Musacchio and colleagues have made an important step forward in understanding the molecular workings of normal and cancer cells. This work is the starting point for the development of new drugs. But, as this scientist points out, the expertise needed to achieve this latter step is sorely lacking in Italian academic research environments. "The development of new drugs - explains Musacchio - depends on the mutual interaction of Chemists and Biologists. Italian academic research still hasn't capitalized on this, and academia limits itself to the identification of therapeutic targets. While this is a necessary and important step, the development of new drugs is left in the hands of the large pharmaceutical companies."
This situation is unacceptable. Italian academic research (which is, by definition free, and not profit-led) can - and should - also focus on screening for molecules that can interact with newly-identified targets to inhibit them. To add insult to injury, such compounds are often neglected by pharmaceutical companies, when they do not fall within their production strategies. Musacchio and De Wulf's strategy in their hunt for molecules that can inhibit Ndc80, exemplifies what needs to be done. But, unfortunately, their approach is not commonly adopted in Italy, and the gap between basic and translational or applied research grows ever wider. Musacchio uses a vivid metaphor to describe the situation: "We discover mountains to climb, but we don't have the equipment needed to guarantee the success of our expeditions". We shouldn't underestimate the value of the collections of compounds hidden away in academic chemistry laboratories; these could be made publicly available. Mussacchio concludes: "A contribution of this kind would be invaluable for international research and a crowning achievement for our Nation".

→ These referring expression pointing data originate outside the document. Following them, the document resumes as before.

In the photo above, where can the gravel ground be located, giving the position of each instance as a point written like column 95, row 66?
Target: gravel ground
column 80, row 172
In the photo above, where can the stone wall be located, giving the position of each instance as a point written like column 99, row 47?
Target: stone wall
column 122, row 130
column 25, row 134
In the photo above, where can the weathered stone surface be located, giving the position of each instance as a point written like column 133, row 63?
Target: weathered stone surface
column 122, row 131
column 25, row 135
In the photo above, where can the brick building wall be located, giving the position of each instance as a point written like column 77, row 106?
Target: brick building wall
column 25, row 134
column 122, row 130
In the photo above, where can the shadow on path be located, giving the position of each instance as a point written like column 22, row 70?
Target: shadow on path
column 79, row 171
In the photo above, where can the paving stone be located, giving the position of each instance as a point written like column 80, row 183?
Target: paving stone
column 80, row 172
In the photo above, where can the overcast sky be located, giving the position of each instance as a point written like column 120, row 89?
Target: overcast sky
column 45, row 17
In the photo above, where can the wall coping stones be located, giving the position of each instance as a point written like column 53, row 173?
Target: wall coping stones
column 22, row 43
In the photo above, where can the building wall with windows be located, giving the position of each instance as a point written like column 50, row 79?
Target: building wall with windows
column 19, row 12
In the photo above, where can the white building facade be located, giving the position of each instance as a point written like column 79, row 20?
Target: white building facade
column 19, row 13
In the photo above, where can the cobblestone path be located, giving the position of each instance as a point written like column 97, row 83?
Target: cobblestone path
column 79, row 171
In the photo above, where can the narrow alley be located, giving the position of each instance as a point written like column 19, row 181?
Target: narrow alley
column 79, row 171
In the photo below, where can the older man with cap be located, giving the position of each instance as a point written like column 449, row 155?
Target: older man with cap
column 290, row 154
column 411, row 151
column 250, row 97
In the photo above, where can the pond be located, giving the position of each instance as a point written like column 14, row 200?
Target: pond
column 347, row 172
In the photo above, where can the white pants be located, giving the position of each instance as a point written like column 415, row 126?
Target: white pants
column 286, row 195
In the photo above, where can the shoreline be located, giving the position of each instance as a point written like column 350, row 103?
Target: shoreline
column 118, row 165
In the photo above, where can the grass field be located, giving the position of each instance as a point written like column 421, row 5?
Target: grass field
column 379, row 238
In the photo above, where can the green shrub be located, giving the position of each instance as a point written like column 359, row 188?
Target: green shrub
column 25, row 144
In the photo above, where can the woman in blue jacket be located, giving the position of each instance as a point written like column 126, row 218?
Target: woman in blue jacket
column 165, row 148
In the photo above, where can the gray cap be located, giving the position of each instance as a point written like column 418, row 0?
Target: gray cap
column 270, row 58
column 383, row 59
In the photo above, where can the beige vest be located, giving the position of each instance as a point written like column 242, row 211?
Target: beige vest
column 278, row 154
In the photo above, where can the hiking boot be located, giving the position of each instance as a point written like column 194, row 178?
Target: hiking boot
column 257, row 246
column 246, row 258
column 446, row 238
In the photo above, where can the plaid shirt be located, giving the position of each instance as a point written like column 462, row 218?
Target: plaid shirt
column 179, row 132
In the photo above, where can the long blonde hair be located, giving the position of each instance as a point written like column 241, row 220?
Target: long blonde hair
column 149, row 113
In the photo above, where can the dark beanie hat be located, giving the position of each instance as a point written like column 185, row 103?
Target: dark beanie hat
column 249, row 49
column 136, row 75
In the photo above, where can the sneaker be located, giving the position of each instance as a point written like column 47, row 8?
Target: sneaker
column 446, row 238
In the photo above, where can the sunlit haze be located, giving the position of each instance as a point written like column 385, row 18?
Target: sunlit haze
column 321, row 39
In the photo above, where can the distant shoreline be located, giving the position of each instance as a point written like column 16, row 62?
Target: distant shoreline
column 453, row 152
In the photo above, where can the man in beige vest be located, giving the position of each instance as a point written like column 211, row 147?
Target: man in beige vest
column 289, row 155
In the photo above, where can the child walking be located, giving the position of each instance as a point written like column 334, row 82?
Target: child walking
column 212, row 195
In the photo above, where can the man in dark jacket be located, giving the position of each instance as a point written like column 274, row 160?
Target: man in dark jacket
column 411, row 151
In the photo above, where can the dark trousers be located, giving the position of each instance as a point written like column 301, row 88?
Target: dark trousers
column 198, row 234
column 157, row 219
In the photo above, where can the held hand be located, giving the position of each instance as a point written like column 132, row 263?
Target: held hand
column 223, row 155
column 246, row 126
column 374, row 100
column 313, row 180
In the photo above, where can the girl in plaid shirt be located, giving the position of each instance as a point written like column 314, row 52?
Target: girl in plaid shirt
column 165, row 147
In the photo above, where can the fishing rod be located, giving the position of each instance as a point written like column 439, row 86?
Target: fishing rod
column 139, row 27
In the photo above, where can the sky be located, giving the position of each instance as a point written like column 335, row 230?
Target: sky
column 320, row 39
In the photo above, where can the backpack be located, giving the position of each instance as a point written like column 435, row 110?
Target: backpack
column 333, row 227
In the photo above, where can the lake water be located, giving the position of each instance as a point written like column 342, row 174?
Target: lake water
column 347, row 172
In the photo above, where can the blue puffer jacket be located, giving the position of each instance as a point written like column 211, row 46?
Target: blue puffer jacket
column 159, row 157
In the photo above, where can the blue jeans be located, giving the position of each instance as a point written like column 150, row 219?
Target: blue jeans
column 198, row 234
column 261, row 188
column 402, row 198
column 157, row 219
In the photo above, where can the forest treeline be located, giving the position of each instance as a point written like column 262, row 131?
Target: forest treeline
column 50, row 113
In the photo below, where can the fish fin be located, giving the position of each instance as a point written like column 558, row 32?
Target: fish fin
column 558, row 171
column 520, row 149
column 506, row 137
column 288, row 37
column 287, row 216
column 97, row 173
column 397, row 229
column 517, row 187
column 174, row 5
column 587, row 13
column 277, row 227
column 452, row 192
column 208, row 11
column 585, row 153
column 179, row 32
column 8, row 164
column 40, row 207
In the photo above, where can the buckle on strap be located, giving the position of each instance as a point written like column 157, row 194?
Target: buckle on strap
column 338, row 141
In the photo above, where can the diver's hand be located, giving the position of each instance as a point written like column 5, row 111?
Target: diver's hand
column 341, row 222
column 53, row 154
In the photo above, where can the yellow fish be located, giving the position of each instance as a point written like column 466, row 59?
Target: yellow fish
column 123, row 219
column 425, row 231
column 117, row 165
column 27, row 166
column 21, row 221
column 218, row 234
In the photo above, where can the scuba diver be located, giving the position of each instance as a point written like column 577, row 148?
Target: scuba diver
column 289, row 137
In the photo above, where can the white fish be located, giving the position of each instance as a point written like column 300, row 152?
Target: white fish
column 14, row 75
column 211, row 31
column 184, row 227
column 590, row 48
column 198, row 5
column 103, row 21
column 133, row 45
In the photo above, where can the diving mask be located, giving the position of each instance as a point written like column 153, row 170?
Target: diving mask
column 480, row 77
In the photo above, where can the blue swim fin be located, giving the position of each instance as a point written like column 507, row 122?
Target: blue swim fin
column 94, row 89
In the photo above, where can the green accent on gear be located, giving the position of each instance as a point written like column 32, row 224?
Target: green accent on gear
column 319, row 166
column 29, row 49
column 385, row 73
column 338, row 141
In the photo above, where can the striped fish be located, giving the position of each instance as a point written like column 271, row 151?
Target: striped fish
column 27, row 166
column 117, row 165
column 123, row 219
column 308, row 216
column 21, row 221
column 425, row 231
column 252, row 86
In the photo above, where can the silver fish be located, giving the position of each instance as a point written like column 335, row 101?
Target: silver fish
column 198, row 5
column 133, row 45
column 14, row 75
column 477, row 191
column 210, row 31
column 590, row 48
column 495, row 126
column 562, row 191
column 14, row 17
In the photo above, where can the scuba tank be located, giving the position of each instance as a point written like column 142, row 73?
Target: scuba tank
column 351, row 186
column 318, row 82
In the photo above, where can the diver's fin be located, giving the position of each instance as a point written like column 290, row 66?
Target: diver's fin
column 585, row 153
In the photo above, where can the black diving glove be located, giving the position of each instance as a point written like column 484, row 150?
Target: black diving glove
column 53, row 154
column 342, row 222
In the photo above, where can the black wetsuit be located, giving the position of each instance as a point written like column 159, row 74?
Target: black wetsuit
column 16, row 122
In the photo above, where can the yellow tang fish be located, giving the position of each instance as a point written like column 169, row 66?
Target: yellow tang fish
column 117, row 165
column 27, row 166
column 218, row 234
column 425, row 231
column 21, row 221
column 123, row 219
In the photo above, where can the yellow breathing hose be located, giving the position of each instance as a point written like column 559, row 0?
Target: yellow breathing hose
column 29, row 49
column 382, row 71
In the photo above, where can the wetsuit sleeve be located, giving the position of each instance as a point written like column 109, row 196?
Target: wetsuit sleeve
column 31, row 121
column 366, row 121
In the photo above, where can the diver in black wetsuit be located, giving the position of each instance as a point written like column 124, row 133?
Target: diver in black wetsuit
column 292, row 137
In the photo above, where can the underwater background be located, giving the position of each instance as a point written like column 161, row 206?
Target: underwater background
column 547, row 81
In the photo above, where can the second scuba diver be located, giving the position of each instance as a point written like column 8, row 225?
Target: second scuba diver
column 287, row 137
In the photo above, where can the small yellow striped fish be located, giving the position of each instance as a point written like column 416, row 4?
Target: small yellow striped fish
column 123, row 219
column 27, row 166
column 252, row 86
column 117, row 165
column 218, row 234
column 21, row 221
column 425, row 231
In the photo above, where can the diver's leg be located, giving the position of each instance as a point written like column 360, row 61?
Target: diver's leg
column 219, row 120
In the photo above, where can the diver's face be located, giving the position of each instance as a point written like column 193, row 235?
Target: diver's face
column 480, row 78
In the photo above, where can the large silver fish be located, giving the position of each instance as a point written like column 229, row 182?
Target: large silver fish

The findings are the result of a collaborative effort between the IFOM-IEO Campus and the University of North Carolina (USA), Colorado State University (USA), the Sir William Dunn School of Pathology (UK), the Wellcome Trust Centre for Cell Biology at the University of Edinburgh (UK) and the University of London (UK). The research was funded not only by AIRC, but also by the International Association for Cancer Research, the Telethon Foundation and the Italian Ministry of Health.